Er sieht aber keinen Handlungsbedarf gegen die vermeintliche Regellücke. "Wie willst du jemanden, der nicht in der Formel 1 ist, davon abhalten etwas zu tun? Das liegt außerhalb des Bereiches von dem, was wir fordern können", ergänzte der Südtiroler. Alpine-Teamchef Otmar Szafnauer spielte den Ball an die FIA weiter: "Es ist für mich schwer das zu kommentieren, da ich nicht weiß, was für die potenziellen Neueinsteiger möglich ist. Aber ich vertraue der FIA, dass sie in diesem Prozess für Neueinsteiger die Regeln im Blick haben, was sie aerodynamisch tun dürfen und was nicht."

Formel 1: Wohin gehen die Informationen?

Ein zweiter Aspekt ist, dass die Neueinsteiger in Ermangelung eigener Aerodynamik-Testanlagen Windkanäle bestehender Teams nutzen. Indirekt könnten dadurch erlangte technische Informationen zu einem bestehenden Formel-1-Team gelangen, dem der Windkanal gehört. Steiner gab sich auch bei diesem Thema wenig besorgt: "Die FIA hat ein wachsames Auge darauf, deshalb mache ich mir da nicht zu viele Sorgen."

"Wir hören die Gerüchte und die FIA hört auch die Gerüchte und ich bin mir sicher, dass sie es jetzt erst recht überprüfen", sagte er weiter. Die direkte Weitergabe von Informationen aus dem Windtunnel von Drittparteien an Formel-1-Teams ist im betreffenden Anhang des Sportlichen Reglement geregelt und faktisch verboten.

Demnach unterliegen derartige Informationen denselben Beschränkungen, als ob die Tests vom Team selbst durchgeführt worden wären. In der Formel 1 ist es Gang und Gäbe, dass Windkanäle von mehreren Teams genutzt werden. Aston Martin benutzt beispielsweise bis zur Fertigstellung seines eigenen Windtunnels jenen von Mercedes.
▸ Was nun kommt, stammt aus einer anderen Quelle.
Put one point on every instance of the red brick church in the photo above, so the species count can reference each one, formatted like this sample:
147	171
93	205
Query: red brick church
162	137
Die FIA kann über Videoaufnahmen, welche Tests dokumentieren, überprüfen, ob die strengen Windkanal-Regularien und vor allem die vorgegebenen Abläufe vor Ort eingehalten werden. Außerdem kann es zu Stichprobenkontrollen kommen, bei denen die Einhaltung der CFD- und Windkanalbeschränkungen überprüft werden.